Paul Andrews

Streetfilms’ misguided video on RR tracks

In Bicycle advocacy on February 12, 2010 at 10:34 am

Streetfilms has put together a clip on how to cross railroad tracks on a bike, using Seattle’s “Missing Link” as an example. I wish I could say it does the trick, but in reality it feeds a lot of misguided mythologies about cycling. Ultimately, it says railroad tracks are something to be feared, and that somehow they’re really really hard to get across, and that the solution to any challenge involving RR tracks is to paint hugeass arrows and figurines scaring cyclists into BEING CAREFUL BECAUSE YOU’RE GOING TO CRASH! Which essentially contributes to the greater public perception that cycling is dangerous and should simply be avoided.

The teaser to the clip says crashing on RR tracks is “something I’ve seen even the most experienced cyclist do.” Really? I’ve been riding all my life and have never crashed on RR tracks. I’ve never been in a group of riders, experienced or otherwise, where a rider has crashed on RR tracks. I’ve never seen or been around a cyclist who blah blah blah. I’ve been told many times to be careful of RR tracks, and have wound up wondering why. As a kid I didn’t get the memo, and as an adult it’s never been a problem. I’m not saying crashes don’t happen, but I am saying this: In the pantheon of dangerous obstacles and momentous challenges facing a cyclist on an everyday basis in urban settings, RR tracks are way way down the list.

Now the accident data does indicate that the Missing Link tracks are problematic. And anyone, even a cyclist (we are sentient, despite the implications of condescending videos and traffic signs), can see that there’s a nasty angle to the crossing. But the solution isn’t cartoon characters on pavement and signs. The solution is to DO SOMETHING about the Missing Link. To its everlasting credit, Cascade Bicycle Club of Seattle has been pushing a fix here for years. And the city of Seattle has a project ready to go. Only litigation by selfish businesses and corporations has blocked the link from becoming “unmissing.” (None of which Streetfilms mentions.)

I don’t mean to pick on Streetfilms here. They obviously meant well. But the road to perdition is paved with good intentions — not RR tracks. If Streetfilms wanted to show a real problem area, it could do a clip on a true nightmare: Westlake Avenue, where bikes not only have to ride parallel to streetcar tracks, but where there are sections of pavement lacking even clearance for bikes from the streetcar and/or traffic.

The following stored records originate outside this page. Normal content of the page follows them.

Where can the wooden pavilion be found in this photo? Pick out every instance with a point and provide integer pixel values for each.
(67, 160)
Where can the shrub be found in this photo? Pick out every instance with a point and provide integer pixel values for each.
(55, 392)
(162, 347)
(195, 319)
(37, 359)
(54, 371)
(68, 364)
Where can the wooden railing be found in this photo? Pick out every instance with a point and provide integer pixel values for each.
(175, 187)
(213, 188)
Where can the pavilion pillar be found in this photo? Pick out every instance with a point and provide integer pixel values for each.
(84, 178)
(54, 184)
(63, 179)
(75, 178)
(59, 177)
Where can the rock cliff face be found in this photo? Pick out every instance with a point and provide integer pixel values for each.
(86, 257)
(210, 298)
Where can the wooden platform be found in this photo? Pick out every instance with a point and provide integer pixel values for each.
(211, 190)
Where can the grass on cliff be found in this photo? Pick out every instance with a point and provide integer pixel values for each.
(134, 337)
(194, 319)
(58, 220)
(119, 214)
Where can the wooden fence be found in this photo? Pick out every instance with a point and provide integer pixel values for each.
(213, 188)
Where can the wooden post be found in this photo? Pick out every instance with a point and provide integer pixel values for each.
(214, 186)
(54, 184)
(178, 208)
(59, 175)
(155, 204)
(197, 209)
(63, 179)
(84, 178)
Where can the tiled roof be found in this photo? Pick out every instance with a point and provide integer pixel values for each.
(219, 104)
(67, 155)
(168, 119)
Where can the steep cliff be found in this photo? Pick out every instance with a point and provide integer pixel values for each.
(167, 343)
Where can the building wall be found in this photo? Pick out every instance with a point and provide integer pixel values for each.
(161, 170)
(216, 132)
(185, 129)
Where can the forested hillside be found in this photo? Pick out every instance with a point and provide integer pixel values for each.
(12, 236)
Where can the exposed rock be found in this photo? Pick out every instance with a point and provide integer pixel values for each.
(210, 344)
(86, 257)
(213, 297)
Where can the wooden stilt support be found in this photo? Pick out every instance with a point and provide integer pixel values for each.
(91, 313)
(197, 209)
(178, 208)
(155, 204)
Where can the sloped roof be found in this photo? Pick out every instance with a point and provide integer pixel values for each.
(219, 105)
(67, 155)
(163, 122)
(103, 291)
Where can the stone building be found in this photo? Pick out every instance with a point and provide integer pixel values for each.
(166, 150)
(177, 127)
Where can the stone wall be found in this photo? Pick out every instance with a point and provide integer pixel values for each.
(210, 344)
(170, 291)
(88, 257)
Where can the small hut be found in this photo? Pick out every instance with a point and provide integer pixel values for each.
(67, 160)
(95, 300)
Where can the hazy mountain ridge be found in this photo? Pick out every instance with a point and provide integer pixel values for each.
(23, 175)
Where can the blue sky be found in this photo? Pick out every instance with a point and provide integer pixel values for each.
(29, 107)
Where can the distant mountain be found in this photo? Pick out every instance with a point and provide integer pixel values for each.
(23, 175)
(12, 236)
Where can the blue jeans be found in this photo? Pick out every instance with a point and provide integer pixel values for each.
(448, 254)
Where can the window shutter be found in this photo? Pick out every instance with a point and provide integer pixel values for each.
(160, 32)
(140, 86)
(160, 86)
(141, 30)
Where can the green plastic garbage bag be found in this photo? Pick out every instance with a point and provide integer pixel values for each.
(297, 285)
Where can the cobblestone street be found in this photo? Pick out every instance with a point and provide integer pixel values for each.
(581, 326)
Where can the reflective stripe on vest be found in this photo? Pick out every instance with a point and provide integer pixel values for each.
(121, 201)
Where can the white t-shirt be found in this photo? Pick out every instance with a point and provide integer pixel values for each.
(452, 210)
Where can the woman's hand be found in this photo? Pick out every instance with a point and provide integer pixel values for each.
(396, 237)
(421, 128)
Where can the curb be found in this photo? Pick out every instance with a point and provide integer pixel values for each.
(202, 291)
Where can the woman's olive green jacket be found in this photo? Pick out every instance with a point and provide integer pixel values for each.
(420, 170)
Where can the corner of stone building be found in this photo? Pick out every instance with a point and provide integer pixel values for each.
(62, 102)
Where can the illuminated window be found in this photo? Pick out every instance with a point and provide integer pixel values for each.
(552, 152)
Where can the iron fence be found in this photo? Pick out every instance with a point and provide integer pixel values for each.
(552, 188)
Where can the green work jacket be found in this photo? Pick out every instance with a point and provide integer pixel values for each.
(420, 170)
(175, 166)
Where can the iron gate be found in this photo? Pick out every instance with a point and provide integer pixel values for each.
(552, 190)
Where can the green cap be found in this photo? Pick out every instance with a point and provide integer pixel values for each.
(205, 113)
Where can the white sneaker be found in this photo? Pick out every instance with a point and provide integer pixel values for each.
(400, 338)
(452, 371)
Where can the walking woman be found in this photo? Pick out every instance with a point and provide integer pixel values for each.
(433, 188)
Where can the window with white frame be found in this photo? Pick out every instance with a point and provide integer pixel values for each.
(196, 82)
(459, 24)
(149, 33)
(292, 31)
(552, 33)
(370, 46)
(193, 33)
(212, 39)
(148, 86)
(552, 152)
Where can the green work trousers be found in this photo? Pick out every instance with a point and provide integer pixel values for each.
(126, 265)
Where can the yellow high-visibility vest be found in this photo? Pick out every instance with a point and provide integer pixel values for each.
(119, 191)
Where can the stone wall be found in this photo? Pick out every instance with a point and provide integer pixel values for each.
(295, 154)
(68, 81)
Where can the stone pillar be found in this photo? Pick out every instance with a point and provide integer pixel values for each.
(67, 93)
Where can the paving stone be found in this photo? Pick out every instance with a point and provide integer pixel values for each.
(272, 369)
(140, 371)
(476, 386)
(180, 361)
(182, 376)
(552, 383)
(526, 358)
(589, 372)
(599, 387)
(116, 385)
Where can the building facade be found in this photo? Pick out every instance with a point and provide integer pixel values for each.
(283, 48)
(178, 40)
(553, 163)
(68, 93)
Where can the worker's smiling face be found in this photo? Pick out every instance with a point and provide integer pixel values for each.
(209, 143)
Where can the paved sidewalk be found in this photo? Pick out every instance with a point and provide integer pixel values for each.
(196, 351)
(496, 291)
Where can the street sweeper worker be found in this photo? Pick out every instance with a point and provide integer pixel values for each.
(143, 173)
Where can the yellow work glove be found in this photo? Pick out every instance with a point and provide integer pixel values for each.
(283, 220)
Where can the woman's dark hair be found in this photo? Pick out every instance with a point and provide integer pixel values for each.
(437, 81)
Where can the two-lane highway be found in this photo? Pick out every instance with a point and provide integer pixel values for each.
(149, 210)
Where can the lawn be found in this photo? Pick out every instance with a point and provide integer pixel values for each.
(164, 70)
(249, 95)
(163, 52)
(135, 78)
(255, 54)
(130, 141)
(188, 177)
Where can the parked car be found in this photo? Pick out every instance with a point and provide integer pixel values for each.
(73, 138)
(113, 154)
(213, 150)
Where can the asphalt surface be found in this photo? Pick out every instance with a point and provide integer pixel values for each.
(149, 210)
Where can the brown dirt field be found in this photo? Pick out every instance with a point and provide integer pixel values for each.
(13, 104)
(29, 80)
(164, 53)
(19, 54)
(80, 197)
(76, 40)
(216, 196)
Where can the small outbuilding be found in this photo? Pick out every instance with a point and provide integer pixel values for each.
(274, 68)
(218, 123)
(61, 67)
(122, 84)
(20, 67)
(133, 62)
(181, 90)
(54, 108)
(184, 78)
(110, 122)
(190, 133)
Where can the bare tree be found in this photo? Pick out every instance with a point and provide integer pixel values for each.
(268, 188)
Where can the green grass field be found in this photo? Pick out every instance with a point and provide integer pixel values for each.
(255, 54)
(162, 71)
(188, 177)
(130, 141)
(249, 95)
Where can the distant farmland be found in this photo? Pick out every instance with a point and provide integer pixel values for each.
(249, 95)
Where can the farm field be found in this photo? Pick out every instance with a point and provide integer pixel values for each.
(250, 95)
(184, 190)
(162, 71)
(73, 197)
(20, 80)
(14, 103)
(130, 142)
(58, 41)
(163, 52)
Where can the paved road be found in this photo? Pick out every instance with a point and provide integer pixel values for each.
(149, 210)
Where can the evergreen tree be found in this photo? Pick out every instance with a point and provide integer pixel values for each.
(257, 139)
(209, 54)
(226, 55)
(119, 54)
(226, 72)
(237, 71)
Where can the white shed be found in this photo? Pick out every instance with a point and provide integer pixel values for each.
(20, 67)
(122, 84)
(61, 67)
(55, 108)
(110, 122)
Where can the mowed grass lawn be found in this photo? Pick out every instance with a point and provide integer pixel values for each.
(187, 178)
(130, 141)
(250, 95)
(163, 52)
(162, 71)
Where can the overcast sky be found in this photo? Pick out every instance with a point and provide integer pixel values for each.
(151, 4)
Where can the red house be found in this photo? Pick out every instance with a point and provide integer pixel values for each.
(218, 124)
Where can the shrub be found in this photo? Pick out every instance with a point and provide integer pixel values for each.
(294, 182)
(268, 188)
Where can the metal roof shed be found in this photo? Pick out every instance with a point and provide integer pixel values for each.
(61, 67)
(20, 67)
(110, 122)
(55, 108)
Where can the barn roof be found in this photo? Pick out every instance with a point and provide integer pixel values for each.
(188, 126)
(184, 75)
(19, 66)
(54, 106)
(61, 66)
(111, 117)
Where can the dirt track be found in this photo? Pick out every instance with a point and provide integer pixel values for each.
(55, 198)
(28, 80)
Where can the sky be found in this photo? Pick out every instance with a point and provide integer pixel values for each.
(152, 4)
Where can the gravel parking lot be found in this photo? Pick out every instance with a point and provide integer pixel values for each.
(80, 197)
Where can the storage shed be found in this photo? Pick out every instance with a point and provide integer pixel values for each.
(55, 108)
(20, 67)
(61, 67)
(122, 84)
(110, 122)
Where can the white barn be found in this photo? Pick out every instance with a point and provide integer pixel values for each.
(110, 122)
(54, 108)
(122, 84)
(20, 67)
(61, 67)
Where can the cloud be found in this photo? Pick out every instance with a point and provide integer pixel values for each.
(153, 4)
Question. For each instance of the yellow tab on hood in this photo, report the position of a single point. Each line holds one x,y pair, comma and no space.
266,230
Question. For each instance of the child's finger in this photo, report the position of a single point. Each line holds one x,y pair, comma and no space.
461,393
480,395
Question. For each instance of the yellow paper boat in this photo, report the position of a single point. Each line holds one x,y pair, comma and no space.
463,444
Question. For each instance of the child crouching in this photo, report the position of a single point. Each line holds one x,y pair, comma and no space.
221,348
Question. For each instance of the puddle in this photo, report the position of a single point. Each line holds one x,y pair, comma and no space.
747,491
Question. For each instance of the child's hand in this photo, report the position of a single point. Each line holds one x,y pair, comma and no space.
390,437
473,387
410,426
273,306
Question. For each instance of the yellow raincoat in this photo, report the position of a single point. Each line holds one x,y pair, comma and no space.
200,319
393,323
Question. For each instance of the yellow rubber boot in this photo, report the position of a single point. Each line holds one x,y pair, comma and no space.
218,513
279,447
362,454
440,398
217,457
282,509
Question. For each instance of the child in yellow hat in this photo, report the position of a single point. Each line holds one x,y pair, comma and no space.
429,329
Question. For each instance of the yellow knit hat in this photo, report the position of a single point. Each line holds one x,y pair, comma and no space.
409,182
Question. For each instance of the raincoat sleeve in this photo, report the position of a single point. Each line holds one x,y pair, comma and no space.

Even there, though, the issue isn’t an inherent catastrophic nature of RR tracks. It’s piss-poor planning that never even considered bikes in the transportation matrix.

Otherwise our hope is that next time Streetfilms will try to pick a subject that doesn’t make cyclists seem like brain-damaged children who have to quake in their pedals every time they see two strips of iron supported by wooden planks.

  1. guess I’m not an “experienced” cyclist – I’ve never crashed on RR tracks

  2. I’ve gone down on railroad tracks and wet ones are incredibly slippery even crossing at a 90 degree angle. And to be fair the Street films does mention that the city is using paint until the funding comes through. Better good paint than nothing.

    RE: Westlake and the trolley tracks. The city council was told about the problem before the tracks were laid in. But they ignored the advice in their rush to please Paul Allen aka S.Lake Union’s major real-estate developer. Now that Paul has a major tenant in moving to the Vulcan buildings and has a large number of regular bicyclist commuters, I suspect there will be more crashes and maybe will weigh in when they go to try an build out more track to the UW and Freemont.